In Deutschland gibt es mehrere staatliche Filmhochschulen, die alle einen Studiengang zu Drehbuch anbieten. Es lohnt sich, etwas Recherche zu betreiben, denn die Filmschulen unterscheiden sich nicht nur in Location, Aufbau des Studiums und Form des Abschlusses, sondern auch in ihrer filmischen Ausrichtung. So ist die Filmakademie Ludwigsburg zum Beispiel eher kommerziell ausgerichtet, während auf der DFFB in Berlin der Fokus auf künstlerischem und politischem Film liegt. Viele Filmhochschulen bieten einen Tag der offenen Tür an, eine gute Gelegenheit, um die Schulen kennen zu lernen und zu schauen, welche am besten zu einem passt.
Wenn man sich nicht nur für Film sondern allgemein fürs Szenische Schreiben interessiert, eignet sich auch das Literaturinstitut in Leipzig oder Kunstakademien, die den Studiengang Szenisches Schreiben anbieten. Bei diesen Studiengängen ist die Ausrichtung allerdings eher auf Theater gelegt.
Grundsätzlich ist die Ausbildung von Drehbuchautor*innen an einer Filmschule die beste Idee. Ein wichtiger Bestandteil der Ausbildung sind die Projekte, die man mit anderen Studierenden macht. Einerseits schult das die eigene Schreibe, andererseits knüpft man hier Kontakte, die im besten Fall übers Studium hinaus bestehen.
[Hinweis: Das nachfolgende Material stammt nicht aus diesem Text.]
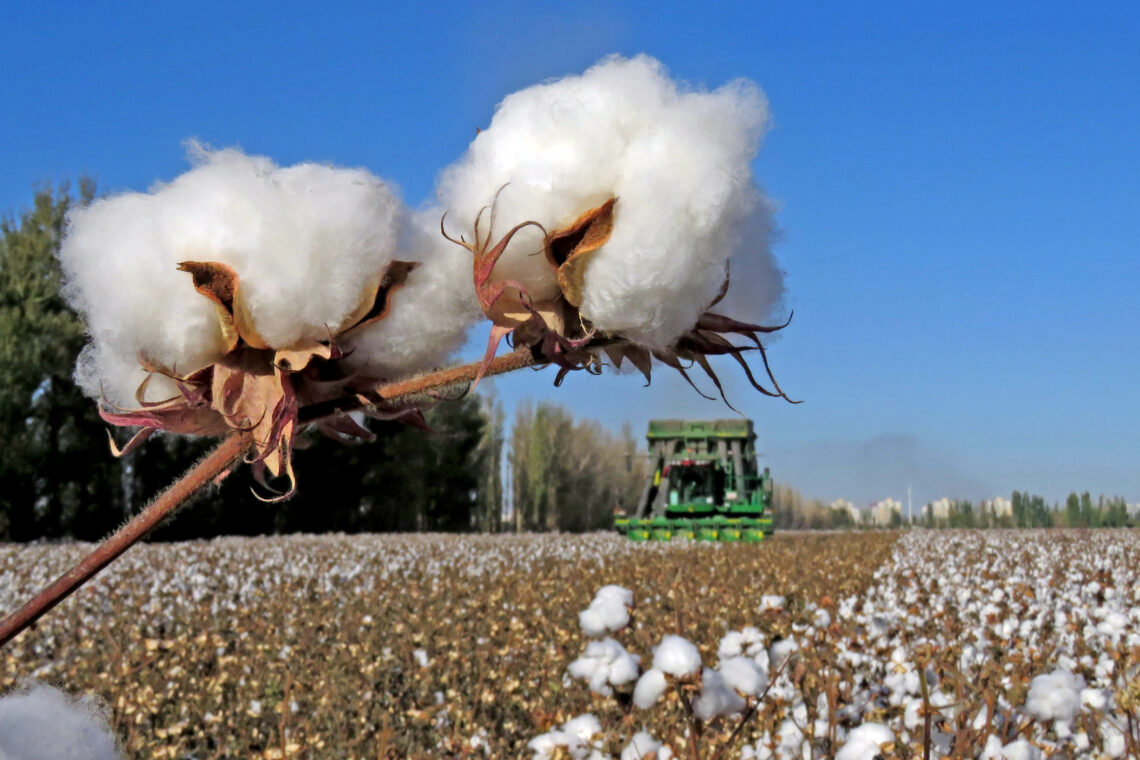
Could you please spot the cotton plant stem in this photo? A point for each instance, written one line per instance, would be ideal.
(428, 386)
(222, 456)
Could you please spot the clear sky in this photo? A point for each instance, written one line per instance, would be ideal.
(958, 190)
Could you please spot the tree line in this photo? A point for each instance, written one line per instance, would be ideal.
(551, 472)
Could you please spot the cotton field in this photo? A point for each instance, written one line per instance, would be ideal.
(854, 645)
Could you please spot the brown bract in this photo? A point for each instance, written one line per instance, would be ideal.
(555, 328)
(257, 387)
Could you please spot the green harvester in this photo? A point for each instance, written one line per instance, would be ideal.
(702, 484)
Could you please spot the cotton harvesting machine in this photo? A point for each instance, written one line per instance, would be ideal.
(703, 483)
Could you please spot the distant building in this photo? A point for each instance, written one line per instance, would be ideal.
(937, 509)
(1001, 507)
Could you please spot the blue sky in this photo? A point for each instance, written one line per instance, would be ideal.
(957, 187)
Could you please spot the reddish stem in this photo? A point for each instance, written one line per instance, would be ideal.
(224, 455)
(216, 463)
Zur Frage staatlich versus privat: Die staatlichen Filmhochschulen sind anerkannter, weil die Aufnahme meist schwerer ist.
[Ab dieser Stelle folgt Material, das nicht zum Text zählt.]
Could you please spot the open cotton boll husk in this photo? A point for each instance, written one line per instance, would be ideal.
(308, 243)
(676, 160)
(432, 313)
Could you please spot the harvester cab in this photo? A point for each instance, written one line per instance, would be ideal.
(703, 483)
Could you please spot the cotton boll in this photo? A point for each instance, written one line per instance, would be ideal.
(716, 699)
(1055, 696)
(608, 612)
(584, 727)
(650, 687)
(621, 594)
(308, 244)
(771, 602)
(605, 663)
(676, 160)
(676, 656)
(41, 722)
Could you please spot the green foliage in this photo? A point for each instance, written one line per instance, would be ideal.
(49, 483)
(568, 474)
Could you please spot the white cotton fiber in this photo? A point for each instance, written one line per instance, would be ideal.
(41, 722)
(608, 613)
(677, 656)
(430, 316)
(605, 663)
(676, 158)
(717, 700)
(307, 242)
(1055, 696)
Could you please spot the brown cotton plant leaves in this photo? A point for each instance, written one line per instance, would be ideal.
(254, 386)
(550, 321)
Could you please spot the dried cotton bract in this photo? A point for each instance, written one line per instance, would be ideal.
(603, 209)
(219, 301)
Über welche (Soft) Skills muss man verfügen, um als Drehbuchautor*in arbeiten zu können (auch ohne Studium)?
Auf diese Frage würde ich mit 2 grundlegenden Eigenschaften Antworten: Einerseits sind die handwerklichen Fähigkeiten des Geschichtenerzählens enorm wichtig, andererseits geht es auch ganz viel um Soft Skills und Persönlichkeitsmerkmale.
> Handwerkliche Fähigkeiten
Im Studium geht es gerade darum, die handwerklichen Fähigkeiten auszubilden. Ich habe in meinem Drehbuchstudium gemerkt, dass so gut wie jeder das Handwerk des Drehbuchschreibens erlernen kann. Es gibt handfeste Dinge, die man mitbekommt. Daher ist es in Ordnung, vor dem Studium noch kein perfektes Handwerk zu besitzen. Offenheit, zu lernen, sollte aber da sein.
Alle handwerklichen Fähigkeiten aufzulisten, die Drehbuchautor*innen brauchen, würde ausufern. Dazu ein paar Buchempfehlungen, in denen die wichtigsten Dinge angerissen werden: „Story“ von Robert McKee, „Save the Cat“ von Blake Snyder und „The Anatomy of Story“ von John Truby.
Meine top 3 Skills sind: Visuelles Erzählen, Figuren mit klarem want & need, ein emotionaler Kern.
> Soft Skills / Persönlichkeitsmerkmale
Wer als Drehbuchautor*in im deutschen Markt arbeiten will, muss kollaborieren können. Als Drehbuchautor*in ist man immer auf andere angewiesen, seien es Regisseur*innen, Produzent*innen, Redakteur*innen.
Es kommt kaum vor, dass man ein geniales Drehbuch schreibt, dass genau so verfilmt wird. Im Gegenteil: Meist schreibt man mehrere Fassungen (von 2 bis 40 kann alles dabei sein), bis der Film tatsächlich gemacht wird. Dabei will jede*r mitreden. Gute Drehbuchautor*innen können kann solche Gespräche führen.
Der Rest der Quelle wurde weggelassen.